The straight-six might be a very powerful and very smooth engine, too, but it’s also very thirsty – we’re talking an indicated 14.6L/100km over the course of my 600km with it, against a claim of 12.1L/100km. It’s not the only expensive part, either, as like with all JLR products, going over the options list can make this thing mighty expensive to buy in the first place. Although this P400 S may only be one step up from the base trim level (although specified with the current top-spec engine) and have an already steep $95,335 retail price, as this one here sits it would cost you $126,987 thanks to the liberal amount of options its been sprinkled with.

There’s one drawback that outweighs any of these, however, and it’s one that doesn’t actually bother me, and won’t bother the vast majority of people who buy one of these. Although this new Defender was never going to just be a new old Defender, the fact that it isn’t is going to be a big deterrent for the hardcore off-roader crowd.

Unlike an old Defender, it’s going to be hard to source aftermarket accessories for, and even harder to fit them to, and while you could rightfully argue it doesn’t need any of them, there’s no question that acessorization and modification are huge parts of 4×4 ownership, and so the fact someone who’d typically buy and fully kit out a Toyota Land Cruiser approach one of these with the same mindframe and expectations of what’s possible to do with it will be a big turn-off.

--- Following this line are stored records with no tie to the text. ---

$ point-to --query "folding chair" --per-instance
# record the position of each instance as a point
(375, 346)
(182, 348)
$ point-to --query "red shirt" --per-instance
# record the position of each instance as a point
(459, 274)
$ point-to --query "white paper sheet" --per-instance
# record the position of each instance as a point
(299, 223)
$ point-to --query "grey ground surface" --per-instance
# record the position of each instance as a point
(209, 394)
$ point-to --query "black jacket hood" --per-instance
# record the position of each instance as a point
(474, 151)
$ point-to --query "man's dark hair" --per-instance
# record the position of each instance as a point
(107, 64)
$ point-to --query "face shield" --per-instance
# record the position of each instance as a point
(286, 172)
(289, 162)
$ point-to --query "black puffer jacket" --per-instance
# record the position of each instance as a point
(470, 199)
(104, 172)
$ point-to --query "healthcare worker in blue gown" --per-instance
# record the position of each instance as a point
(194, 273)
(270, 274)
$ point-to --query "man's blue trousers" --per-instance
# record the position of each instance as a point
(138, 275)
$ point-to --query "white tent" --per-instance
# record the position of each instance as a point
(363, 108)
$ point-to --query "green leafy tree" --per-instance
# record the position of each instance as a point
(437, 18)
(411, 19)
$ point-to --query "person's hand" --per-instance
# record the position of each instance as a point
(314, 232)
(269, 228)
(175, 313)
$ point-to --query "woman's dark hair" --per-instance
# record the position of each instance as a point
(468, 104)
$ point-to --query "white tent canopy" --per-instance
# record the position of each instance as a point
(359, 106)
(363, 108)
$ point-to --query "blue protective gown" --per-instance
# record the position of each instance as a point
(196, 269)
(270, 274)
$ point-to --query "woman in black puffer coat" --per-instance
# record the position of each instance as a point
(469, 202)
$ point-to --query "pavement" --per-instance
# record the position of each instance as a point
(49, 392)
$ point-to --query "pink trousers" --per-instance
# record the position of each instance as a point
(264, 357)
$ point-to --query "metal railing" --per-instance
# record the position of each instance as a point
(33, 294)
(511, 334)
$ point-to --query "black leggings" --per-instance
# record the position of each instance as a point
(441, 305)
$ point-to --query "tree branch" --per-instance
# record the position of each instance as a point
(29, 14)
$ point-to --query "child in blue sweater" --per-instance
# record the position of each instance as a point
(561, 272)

Of course, the average person who’s unlikely to ever pit it against much more than a gravel track or muddy camping site won’t be bothered by this at all as it’s far more capable than they’d ever need. Land Rover had to alienate one customer base, though, and off-road enthusiasts are clearly the ones that have been cut off here, but with far more ‘average’ consumers out there than off-road nuts – plus the associated costs involved with developing the sort of vehicle they’d have wanted – means that profit was always what needed to be chosen, and ultimately was.

In every regard other than its name and styling, this isn’t really a ‘new Defender’ – it’s just a new car called the Defender, but there’s nothing at all wrong with that, as far worse things have been done with other famed model names in recent memory. What’s most important is that it’s a damn fine car, and that’s something unquestionable. Were it the body-on-frame, live axle, manual gearbox-equipped Defender the purists wanted, it wouldn’t be nearly half as good to drive as this thing is, either, which is another important factor to consider.

It took me a while to figure out, but the conclusion I ultimately arrived at is that this Defender is what the Discovery 5 should have been. Once a boxy, practical, and capable off-roader, the Disco has now become a blobby, lop-sided, diesel Range Rover Sport Lite in essence. But this new Defender, it perfectly fills the role that the Disco should – and it proves Gerry McGovern can still design an attractive car, too.

I’m excited to sample some of the other variants of this new Defender – particularly the coil-sprung short-wheelbase 90 model as I think its rather perfectly-proportioned size makes it a far more appealing proposition – but this launch-spec petrol 110 has left me unquestionably impressed, even if a ‘new Defender’ it is not.

2021 Land Rover Defender 110 P400 S List Price: $95,335 | As Tested: $126,987
  • 8.5/10
    Performance - 8.5/10
  • 8.5/10
    Ride & Handling - 8.5/10
  • 8/10
    Tech & Features - 8/10
  • 8.5/10
    Practicality - 8.5/10
  • 7.5/10
    Value for Money - 7.5/10

Pros: Incredibly smooth drivetrain, has all the right Defender styling cues, supple ride on standard air suspension, performs just as well on-road as it does off-road
Cons: Gets pricey with options, straight-six engine drinks like an Irishman, third-row seat is pointlessly small

In a nutshell: It might not be the new Defender that Defender fans of old wanted, but for what it is, the new Defender is a very good car both on-road and off. Arguably, though, it’s more like what the new Discovery should have been, than what a new Defender could. 

Full Disclosure: The vehicle tested here was provided by Jaguar Land Rover Australia for a week with a full tank of fuel. All additional fuel expenses were covered by the author.